Wednesday, 7 November 2012

Window Cleaning Poles Aid Against Shark Extinction

Basking shark populations have severely declined meaning that today, the basking shark is considered to be an animal that is under threat from extinction.
The dorsal fin of a basking shark is covered with a black slime which is perfect for DNA sampling.
Basking shark secrets unlocked by DIY kit: A team of experts in the Isle of Man have come up with a DIY kit comprising of a pan scourer and a window cleaning pole to enable them to collect DNA from sharks. The innovative design means they can collect dorsal fin slime with the minimum of disruption to the animal. Basking sharks are classed as "globally vulnerable to extinction" by the International Union for the Conservation of Nature and the key to their survival is finding out as much information as possible about their movements and behaviour. Coordinator of Manx Basking Shark Watch, Jackie Hall said: "This kit is about getting back to basics to help global conservation efforts- we are combining practical solutions with cutting-edge science."
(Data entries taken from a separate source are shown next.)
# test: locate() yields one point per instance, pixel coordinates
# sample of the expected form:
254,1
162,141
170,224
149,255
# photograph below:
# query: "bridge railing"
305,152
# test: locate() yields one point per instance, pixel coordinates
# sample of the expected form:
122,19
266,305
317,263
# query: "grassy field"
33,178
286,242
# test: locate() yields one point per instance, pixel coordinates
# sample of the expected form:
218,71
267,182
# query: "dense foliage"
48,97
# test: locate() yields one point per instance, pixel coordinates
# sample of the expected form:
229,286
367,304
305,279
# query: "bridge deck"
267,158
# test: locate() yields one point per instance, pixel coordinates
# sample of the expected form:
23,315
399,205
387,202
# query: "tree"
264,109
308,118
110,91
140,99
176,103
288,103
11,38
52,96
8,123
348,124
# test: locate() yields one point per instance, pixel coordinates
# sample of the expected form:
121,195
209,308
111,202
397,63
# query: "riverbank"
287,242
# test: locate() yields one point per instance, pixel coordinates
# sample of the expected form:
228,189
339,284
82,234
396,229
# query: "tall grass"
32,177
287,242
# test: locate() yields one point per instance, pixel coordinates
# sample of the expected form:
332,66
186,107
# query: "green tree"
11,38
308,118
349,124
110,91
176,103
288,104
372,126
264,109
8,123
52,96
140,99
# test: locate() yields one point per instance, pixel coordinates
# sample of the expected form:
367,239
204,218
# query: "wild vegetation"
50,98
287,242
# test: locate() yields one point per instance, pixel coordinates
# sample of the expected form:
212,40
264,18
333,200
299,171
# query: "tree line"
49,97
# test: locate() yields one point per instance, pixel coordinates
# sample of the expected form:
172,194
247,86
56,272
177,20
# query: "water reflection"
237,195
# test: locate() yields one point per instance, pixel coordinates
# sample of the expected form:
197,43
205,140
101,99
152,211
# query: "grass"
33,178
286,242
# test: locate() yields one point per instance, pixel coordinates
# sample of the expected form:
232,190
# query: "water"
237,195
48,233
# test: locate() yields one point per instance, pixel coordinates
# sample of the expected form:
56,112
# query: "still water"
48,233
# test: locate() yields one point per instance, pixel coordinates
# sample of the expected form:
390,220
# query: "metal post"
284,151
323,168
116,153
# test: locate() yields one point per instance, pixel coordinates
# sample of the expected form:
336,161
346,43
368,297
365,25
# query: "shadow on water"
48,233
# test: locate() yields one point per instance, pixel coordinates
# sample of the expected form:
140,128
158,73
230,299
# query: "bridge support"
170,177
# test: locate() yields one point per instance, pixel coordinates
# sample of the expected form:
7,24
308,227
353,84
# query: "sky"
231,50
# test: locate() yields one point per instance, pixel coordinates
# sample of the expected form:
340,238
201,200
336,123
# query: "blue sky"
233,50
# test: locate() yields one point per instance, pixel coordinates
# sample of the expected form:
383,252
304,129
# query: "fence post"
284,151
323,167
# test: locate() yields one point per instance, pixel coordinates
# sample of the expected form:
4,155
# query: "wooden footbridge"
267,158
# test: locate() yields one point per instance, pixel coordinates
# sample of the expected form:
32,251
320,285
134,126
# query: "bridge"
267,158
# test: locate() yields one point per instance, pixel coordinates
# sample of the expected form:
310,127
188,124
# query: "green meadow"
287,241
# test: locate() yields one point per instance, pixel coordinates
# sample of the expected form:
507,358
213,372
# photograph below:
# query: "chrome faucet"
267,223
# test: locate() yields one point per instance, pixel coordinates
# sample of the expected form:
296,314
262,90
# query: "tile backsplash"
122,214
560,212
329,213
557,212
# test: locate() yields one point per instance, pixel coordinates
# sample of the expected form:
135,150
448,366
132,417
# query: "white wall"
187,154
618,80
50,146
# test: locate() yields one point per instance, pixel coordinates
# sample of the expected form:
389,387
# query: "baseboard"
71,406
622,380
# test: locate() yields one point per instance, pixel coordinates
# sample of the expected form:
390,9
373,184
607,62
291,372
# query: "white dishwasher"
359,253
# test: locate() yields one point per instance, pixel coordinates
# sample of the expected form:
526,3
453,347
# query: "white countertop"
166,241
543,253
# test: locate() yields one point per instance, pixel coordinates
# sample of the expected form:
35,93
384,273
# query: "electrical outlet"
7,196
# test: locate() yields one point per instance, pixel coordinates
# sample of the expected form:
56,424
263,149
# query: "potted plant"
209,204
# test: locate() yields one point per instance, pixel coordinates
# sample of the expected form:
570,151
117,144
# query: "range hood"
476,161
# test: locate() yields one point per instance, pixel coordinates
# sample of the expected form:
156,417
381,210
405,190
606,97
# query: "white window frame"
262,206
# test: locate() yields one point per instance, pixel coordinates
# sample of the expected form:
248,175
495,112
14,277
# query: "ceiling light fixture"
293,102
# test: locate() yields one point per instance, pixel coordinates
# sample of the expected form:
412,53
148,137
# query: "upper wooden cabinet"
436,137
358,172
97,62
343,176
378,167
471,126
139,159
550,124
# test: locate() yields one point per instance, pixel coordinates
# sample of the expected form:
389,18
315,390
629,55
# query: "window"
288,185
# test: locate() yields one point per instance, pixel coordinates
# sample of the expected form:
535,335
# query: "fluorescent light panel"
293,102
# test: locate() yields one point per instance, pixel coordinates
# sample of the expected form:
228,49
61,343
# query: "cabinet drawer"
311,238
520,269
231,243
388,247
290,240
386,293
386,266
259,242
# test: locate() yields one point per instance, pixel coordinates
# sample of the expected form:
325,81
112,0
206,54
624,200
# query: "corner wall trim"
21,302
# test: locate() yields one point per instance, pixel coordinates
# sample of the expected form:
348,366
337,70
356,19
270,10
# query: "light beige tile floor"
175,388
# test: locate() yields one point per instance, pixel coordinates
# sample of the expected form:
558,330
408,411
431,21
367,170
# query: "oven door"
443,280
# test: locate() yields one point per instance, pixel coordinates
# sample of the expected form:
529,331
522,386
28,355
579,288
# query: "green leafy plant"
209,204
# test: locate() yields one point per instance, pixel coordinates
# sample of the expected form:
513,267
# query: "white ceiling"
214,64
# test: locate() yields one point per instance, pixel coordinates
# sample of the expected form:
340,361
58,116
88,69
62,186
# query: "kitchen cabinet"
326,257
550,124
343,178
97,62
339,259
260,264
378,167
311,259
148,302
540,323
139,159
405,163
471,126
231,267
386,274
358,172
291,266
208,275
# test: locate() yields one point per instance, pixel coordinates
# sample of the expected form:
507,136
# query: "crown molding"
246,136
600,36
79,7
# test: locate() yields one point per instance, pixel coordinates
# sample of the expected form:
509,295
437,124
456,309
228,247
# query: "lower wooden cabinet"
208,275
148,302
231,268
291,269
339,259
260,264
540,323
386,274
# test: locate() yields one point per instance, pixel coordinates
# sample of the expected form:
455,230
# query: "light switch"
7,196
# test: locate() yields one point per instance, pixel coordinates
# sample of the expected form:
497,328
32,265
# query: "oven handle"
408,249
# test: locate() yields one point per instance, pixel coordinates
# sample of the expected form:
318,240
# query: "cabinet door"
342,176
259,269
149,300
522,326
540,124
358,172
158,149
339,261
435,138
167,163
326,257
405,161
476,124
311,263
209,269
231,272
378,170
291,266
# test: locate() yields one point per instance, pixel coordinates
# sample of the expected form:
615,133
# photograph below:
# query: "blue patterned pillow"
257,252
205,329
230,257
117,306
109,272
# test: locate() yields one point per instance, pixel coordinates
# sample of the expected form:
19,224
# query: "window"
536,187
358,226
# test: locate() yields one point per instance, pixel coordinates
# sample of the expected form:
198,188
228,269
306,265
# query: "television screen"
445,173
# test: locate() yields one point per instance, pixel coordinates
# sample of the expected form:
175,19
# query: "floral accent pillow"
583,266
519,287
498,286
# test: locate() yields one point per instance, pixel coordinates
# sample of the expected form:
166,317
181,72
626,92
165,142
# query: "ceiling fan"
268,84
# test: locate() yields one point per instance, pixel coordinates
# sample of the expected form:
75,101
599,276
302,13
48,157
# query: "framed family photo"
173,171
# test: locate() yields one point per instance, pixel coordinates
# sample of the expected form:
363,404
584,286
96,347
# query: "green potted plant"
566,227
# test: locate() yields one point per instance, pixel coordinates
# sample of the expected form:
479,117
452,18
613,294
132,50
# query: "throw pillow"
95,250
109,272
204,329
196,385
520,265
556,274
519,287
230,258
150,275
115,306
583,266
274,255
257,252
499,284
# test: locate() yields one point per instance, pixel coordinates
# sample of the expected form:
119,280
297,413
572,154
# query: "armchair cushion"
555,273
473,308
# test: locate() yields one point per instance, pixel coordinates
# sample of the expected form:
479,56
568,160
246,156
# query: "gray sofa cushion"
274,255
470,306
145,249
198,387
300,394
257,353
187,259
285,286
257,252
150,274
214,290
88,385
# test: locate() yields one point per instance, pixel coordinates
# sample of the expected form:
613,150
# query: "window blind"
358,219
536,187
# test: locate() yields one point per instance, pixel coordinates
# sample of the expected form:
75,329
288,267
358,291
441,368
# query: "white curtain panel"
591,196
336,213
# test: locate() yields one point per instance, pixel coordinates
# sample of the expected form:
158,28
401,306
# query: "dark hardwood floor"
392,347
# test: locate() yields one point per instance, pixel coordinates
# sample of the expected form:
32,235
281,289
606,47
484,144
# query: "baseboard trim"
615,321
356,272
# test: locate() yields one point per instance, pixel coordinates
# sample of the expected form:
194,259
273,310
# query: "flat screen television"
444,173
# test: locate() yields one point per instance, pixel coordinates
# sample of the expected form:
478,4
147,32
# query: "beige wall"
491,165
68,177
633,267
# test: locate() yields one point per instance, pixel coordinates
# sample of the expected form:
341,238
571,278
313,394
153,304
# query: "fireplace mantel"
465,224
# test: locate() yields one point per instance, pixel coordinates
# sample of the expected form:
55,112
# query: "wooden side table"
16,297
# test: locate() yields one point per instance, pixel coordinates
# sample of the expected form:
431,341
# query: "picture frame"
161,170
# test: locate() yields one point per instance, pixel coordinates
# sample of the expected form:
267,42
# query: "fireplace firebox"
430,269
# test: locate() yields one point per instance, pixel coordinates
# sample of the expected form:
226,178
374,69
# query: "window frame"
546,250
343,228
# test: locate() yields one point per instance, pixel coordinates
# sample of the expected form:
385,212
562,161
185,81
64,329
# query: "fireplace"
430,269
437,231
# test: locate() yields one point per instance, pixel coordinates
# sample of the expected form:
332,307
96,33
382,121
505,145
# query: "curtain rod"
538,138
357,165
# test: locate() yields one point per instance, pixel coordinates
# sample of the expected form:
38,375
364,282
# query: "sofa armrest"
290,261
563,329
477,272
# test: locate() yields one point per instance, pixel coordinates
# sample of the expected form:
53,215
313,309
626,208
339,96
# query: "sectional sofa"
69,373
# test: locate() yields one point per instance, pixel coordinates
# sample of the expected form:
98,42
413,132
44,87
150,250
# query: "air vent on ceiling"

The thick black "diesel-like" slime is collected with a quick swipe of the shark's dorsal fin.
Step two involves a close encounter with a basking shark, something the team have a special licence for.
Step one of the DNA collection involves attaching a sterilised pan scourer to a window cleaning pole.
The kit idea came after government vets warned against the traditional method of DNA collection, thought to be too invasive to use on an endangered species. The old method of DNA collection involves putting a small plug in the shark to get a skin sample. When Mr Hall was told that shark slime was an ideal substance for DNA sampling he set off for his local DIY store for some ideas. He came back with a pan scourer and a window pole. "Having worked with the sharks for several years I thought the best way to collect the slime would be with a brillo pad, well it's not really a brillo pad, it's a green scrubby pad, wrapped round some stainless steel, and attached to the end of a window cleaning pole - it's ideal really because it doesn't harm the shark at all," said Mr Hall.

The sterile scourer is cut up and placed in alcohol to prevent cross-contamination.
Each sample is labelled and sent off for DNA analysis.
The make-shift DNA collector has proved instrumental in attempts to create a series of "shark passports" which will ultimately make it easier to identify each individual fish. Along with the DNA profile each passport includes the shark's gender and a high definition photograph of the dorsal fin. Jackie Hall said: "It takes a great deal of care, skill and some very clever equipment to compile a passport without disturbing the shark, it's essential we don't disturb this protected, endangered species. "We do everything quickly - we take from a moderate distance [the dorsal fin photograph] and then we have to start our first close approach to establish the gender using the pole camera. Then we have a second close approach to take the DNA swab from the dorsal fin - that is just a quick swipe."

The DNA information can be used by scientists to identify individual sharks and map their movements.
Fin soup. And the work is already revealing some fascinating insights. The Hall team have a special licence to conduct shark research "One of the sharks we tagged actually crossed the Atlantic, this is amazing and worrying at the same time," said Mrs Hall. "Sharks are still hunted in some waters as part of the finning industry where, horribly enough, they take the fins for shark fin soup and discard the rest of the body - that is the biggest threat to all sharks worldwide," she said. "If we can provide governments with accurate scientific information about the movements of the sharks informed decisions can then be made about how to manage the marine environment to protect them - it's really important that we find as much information out as quickly as possible because we think there may only be between eight and ten thousand of these amazing creatures left."

The basking shark passport profiling began in the Isle of Man in 2009 and to date, about 100 animals have been identified in the Irish Sea.  In 2013 Jackie and Graham Hall hope to use new technology called Smart Position or Temperature (SPOT) tagging which deploys tags which stay on the sharks for up to five years.

The basking shark is found inhabiting temperate coastal waters around the world, with the exception of the Indian Ocean. The basking shark is one of only three plankton-feeding shark species and is the largest fish in British waters.
  • Basking sharks are the second largest fish in the sea - they can reach up to 7m (23ft) behind the enormous whale shark.
  • Their 1m (3.3ft) wide jaws can filter plankton from 1.5 million litres of sea water every hour.
  • Basking sharks travel large distances in search of food at a pace 3mph (4.8km/h).